Entretanto, ao dedicar tempo para o desenvolvimento de ações de facilitação do trabalho na escola, o coordenador deixa de destinar “tempo de seu trabalho na escola para o desenvolvimento de ações pedagógicas planejadas intencionalmente tendo em vista a formação docente.” (CAMPOS; ARAGÃO, 2012, p. 38), função prioritária desse profissional.

A preocupação que ora apresentamos advém da reflexão sobre a atuação imediatista desse profissional em muitas das atividades que desenvolve, especialmente quanto à oferta de materiais e suporte ao professor, que pouco pode impactar na reflexão sobre a prática e na consequente mudança no fazer docente, na consolidação do papel de formador de professores e na legitimação de seu cargo na rede onde atua.

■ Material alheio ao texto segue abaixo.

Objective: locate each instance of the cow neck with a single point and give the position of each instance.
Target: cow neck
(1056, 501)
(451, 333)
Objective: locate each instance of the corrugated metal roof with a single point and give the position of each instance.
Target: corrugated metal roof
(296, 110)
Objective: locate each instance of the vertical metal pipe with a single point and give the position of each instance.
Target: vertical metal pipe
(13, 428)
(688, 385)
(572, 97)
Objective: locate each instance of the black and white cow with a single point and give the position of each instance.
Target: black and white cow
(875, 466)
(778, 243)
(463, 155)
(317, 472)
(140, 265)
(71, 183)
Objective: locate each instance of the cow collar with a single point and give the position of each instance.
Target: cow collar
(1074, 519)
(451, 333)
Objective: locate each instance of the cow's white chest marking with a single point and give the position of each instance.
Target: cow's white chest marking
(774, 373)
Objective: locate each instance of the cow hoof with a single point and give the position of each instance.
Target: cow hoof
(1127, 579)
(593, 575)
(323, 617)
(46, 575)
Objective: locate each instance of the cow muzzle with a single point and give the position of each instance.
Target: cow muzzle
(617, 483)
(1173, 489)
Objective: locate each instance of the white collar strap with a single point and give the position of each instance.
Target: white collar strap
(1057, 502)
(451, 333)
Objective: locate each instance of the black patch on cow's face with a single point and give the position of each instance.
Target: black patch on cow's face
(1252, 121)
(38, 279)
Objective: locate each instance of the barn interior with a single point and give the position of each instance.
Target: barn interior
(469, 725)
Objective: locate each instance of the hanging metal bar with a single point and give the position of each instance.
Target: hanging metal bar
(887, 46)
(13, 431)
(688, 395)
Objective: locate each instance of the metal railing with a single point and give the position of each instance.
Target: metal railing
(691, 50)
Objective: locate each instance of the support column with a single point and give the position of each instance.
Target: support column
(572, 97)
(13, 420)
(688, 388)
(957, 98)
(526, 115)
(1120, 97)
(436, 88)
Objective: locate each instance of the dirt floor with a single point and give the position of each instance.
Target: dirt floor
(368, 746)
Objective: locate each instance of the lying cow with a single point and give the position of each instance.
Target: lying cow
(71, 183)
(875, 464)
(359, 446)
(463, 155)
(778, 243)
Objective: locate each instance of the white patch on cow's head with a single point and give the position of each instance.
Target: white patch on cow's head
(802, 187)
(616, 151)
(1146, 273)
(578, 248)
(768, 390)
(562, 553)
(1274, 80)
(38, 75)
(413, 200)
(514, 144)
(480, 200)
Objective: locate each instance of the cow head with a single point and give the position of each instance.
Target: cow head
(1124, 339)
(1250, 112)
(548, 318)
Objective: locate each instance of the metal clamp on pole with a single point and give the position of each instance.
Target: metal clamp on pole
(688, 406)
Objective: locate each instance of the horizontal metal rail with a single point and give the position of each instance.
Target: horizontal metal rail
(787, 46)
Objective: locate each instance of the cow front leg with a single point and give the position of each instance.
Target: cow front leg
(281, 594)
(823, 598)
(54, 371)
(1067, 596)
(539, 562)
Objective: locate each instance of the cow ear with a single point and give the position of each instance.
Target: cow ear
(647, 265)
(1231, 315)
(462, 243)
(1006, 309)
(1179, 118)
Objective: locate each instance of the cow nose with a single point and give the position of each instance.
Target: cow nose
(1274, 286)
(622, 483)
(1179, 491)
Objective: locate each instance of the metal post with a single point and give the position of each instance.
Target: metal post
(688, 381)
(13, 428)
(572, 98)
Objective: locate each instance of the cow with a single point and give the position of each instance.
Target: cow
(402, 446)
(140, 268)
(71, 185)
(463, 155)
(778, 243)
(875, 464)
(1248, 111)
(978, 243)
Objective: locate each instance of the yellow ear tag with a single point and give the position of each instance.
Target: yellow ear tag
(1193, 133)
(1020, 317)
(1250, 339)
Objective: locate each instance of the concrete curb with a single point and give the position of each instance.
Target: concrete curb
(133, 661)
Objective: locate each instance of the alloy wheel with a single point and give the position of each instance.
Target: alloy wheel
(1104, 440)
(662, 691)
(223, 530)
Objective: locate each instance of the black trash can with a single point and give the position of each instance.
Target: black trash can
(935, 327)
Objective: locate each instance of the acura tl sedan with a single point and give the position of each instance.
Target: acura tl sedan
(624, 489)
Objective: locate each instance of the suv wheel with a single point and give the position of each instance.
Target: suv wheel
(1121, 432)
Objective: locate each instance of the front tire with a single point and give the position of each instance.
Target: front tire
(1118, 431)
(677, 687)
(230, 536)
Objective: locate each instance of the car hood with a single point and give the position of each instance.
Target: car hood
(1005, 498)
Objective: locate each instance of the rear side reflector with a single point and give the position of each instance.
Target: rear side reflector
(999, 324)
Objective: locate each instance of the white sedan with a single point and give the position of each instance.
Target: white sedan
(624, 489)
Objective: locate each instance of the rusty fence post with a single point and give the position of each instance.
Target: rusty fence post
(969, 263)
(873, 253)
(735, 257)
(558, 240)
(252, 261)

Sobre o destaque dado ao papel de “articulador”, entendemos que esses profissionais reconhecem que se trata de um papel orientado para um fim, como, por exemplo, a consolidação do Projeto Político Pedagógico (PPP) das unidades escolares onde atuam.

Para André e Vieira (2012, p. 23):

Ter clareza do papel de articulador do projeto político pedagógico da escola, num processo contínuo de formação de professores, é de fundamental importância para que o coordenador não se perca nas emergências e nas rotinas do dia a dia escolar.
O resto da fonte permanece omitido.